I was writing a small tool recently and wanted to give it to some people in the office to use, but I wanted it to be simple. I was going to put it out on a network share, but I didn’t like how I needed a folder with all the dependencies, which inevitably raises questions of which file to run. I thought it would be nice to just bundle it all up into a single executable.
I remembered from years ago that a coworker had done that once before using ILMerge, but I had no idea how he did it. I figured it couldn’t be that hard, so I went to searching for the answer. It didn’t take long before I figured out that I didn’t want to go that route. The command line arguments are a pain when you have a ton of dependencies, and it sounded like it was going to be more trouble that it was worth.
Fortunately, while browsing around, I found mention of a Nuget package called Costura.Fody that claimed to be able to achieve the same thing automatically! You can read the details on their GitHub project page but just rest assured that it really is as easy as they say it is.
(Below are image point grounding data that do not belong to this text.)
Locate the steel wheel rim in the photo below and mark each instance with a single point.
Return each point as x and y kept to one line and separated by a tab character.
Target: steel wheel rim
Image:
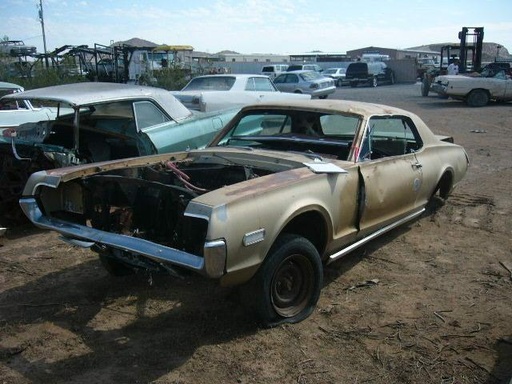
292	285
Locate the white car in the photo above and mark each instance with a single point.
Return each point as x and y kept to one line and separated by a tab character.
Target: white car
338	74
215	92
15	112
475	91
I added the Nuget package, built my project, and opened my bin folder. I found everything looking the same as before apart from the main executable being much larger. I copied the executable to a folder by itself, and to my delight it ran without a hitch.
I think this is a great way to go for distributing small utilities and making things easy for users when you are not creating a formal installer for an application. I love finding Nuget packages that help so much with so little fuss.